Most of the time analysis paralysis is a signal that you lack sufficient understanding of the needs to actually write the right code. There are two ways to break out of it: (1) understand the problem better, and (2) build something, anything, see why it wouldn't work, and then go back to the drawing board.
> When something went wrong, I'd reflexively start to dig in to the problem, examining stack traces, sticking in print statements, invoking a debugger, and so on. But Ken would just stand and think, ignoring me and the code we'd just written. After a while I noticed a pattern: Ken would often understand the problem before I would, and would suddenly announce, "I know what's wrong." He was usually correct. I realized that Ken was building a mental model of the code and when something broke it was an error in the model. By thinking about how that problem could happen, he'd intuit where the model was wrong or where our code must not be satisfying the model.

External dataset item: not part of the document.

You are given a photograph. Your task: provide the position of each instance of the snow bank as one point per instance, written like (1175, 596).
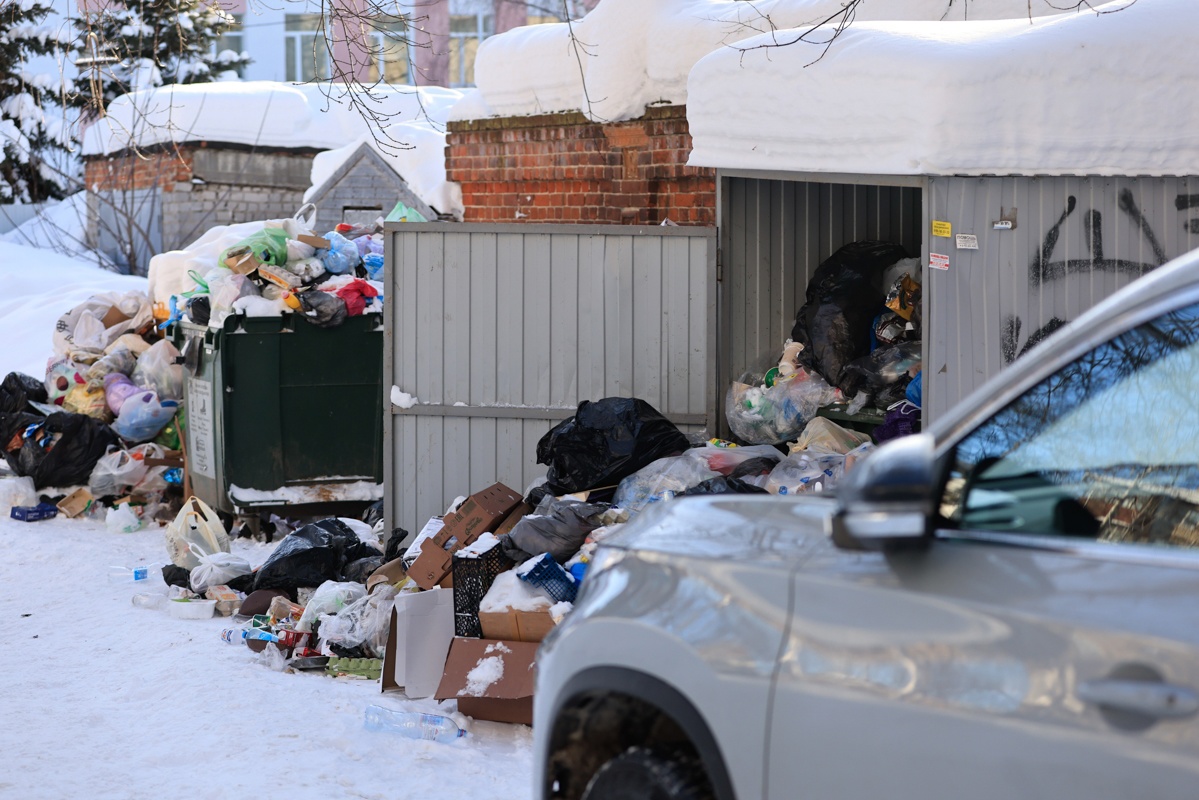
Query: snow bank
(37, 287)
(632, 54)
(1076, 94)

I've found the opposite. Maybe "Ken" could do it, but most programmers who think they can can't. I've had three programmers spend three days thinking about a problem to no avail, and then fired up a debugger and tracked it down in half an hour. Never be too proud to use your tools.
This was my first thought, as well. It's hard to think when you're staring at the blinking cursor. Spending a little bit of time with a pen and a napkin works wonders for design and reduces the number of times you'll have to hack in fixes for cases you didn't consider.
I agree. While still learning to code, I discovered this aphorism myself when the thought dawned on me that contrary to my previous practice, the programmer thinks for the computer and not the the other way round.
It's stood the test of time, I've passed it on to many juniors.